Résumer la trajectoire d’Henri Chibret en quelques lignes relève forcément de la gageure. Issu d’une illustre lignée de pharmaciens, « né dans un bain de collyre » (dixit sa mère), le jeune apothicaire intègre les laboratoires Chibret en 1965. Avec pour mission la direction des activités export. Pour lui, ce sera l’Allemagne et les pays du golfe persique. Après la vente des laboratoires à Merck en 1969, il poursuit sa carrière chez le géant américain, à Bruxelles, avant d’intégrer Ferlux à Clermont-Ferrand. Mais chassez le naturel, il revient au galop ! Le goût pour la recherche et l’innovation, l’indépendance (des atavismes familiaux !), Henri Chibret crée Transphyto en 1978. Cette « start-up » avant l’heure va élaborer de nouvelles molécules ophtalmiques. « Plusieurs d’entre elles ont bien marché. J’ai eu de la chance », avoue modestement ce polyglotte.
En 1994, nouveau pari. Henri met sur orbite Théa, un vrai laboratoire pharmaceutique chargé de commercialiser les produits imaginés par Transphyto. Avec l’idée d’externaliser le maximum de travaux scientifiques afin de ne pas alourdir l’entreprise. En 1996, c’est la révolution dans le conditionnement des collyres. Théa lance l’Abak, le premier flacon multidoses permettant de bannir les conservateurs. « Dès le début, j’ai voulu explorer les marchés étrangers car le marché français était trop petit pour pouvoir amortir les frais de recherche. »

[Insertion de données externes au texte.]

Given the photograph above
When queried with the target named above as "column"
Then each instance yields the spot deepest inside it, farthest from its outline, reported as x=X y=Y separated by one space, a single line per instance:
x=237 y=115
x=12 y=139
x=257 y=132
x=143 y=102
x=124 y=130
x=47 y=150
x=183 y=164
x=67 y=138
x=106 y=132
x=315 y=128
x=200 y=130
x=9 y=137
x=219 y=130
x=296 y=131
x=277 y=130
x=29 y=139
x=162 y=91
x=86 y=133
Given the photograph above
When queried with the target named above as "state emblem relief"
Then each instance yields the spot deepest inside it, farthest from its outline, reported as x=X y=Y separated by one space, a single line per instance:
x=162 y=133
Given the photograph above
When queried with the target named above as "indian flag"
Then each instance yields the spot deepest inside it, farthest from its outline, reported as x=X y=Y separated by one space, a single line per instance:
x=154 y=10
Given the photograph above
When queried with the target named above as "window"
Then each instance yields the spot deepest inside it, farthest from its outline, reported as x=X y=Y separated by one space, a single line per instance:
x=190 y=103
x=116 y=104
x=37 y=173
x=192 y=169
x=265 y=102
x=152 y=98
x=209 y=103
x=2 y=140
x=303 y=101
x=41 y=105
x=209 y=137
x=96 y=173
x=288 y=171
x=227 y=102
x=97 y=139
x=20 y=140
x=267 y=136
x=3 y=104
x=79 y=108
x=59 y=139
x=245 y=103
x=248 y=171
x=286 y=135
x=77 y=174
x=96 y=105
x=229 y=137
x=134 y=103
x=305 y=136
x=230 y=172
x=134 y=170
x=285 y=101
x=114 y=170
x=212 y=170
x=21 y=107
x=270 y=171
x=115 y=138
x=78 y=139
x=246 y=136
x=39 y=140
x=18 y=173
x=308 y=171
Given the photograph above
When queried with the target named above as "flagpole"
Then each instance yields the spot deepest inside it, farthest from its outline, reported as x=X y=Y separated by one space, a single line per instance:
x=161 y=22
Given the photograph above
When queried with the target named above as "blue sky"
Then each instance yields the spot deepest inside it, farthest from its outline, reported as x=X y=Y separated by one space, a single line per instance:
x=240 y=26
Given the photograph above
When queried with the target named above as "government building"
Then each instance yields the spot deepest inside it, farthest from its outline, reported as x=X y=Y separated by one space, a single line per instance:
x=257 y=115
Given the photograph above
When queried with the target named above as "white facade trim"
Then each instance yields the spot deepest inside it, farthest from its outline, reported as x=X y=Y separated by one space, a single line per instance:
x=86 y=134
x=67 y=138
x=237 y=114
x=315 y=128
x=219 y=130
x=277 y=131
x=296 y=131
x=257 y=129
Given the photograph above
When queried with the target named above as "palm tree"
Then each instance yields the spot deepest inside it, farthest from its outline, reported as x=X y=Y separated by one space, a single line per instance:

Le laboratoire s’est donc développé petit à petit, pays par pays. Avec patience et une vision à long terme, propre aux Chibret. Théa ? C’est aujourd’hui 26 filiales étrangères, 1100 collaborateurs dont plus de 250 travaillent sur le site de Clermont. Des emplois à forte valeur ajoutée. Cette année, le laboratoire va afficher un chiffre d’affaires de 460 millions d’€. Un record. « Et nous devrions passer la barre du demi-milliard en 2018 », prévoit déjà Henri Chibret, alors que de nouvelles filiales ouvriront dans les prochains mois au Canada, en Roumanie et au Chili.
LA RETRAITE : NON MERCI !
A la question de savoir s’il se considère avant tout comme un pharmacien ou un industriel, l’intéressé ne tranche pas : « je suis un créateur d’innovations. J’aime créer et internationaliser. »
Mais ne lui demandez pas le nombre de pays visités ou traversés durant sa carrière. Il n’en sait rien. Toujours entre deux avions, Henri Chibret s’est rendu sur tous les continents. « Excepté l’Océanie », concède-t-il.
A 77 ans, l’homme a toujours bon pied, bon œil. Lui qui n’aimait pas trop le sport étant jeune – « C’était en réaction vis-à-vis de mon frère*, très brillant en la matière » – a depuis changé son fusil d’épaule. Il s’entretient. Pratique toujours le ski, le tennis… « Histoire de préserver la machine ».
La retraite ? Très peu pour lui. « J’essaye de profiter davantage aujourd’hui mais j’aime bien être au travail. Et puis, on ne peut pas faire un métier à moitié. Théa nécessite de s’investir beaucoup. J’arrêterai le jour où je n’aurai plus envie. »
Visiblement, ce jour-là n’est pas encore arrivé. Avec son neveu, devenu président de Théa en 2008, Henri Chibret continue de parcourir le monde, à la faveur du développement de l’entreprise et des congrès d’ophtalmologie. La succession est prête. L’avenir dégagé. « Ce qui fait notre force, c’est cette vision à long terme. Mais la plus belle chose qui me soit arrivée, c’est d’avoir Jean-Frédéric ». On ne saurait rendre plus bel hommage…
* Jacques, son frère (le père de Jean-Frédéric), est décédé tragiquement en 1989 dans un accident de chasse en Afrique.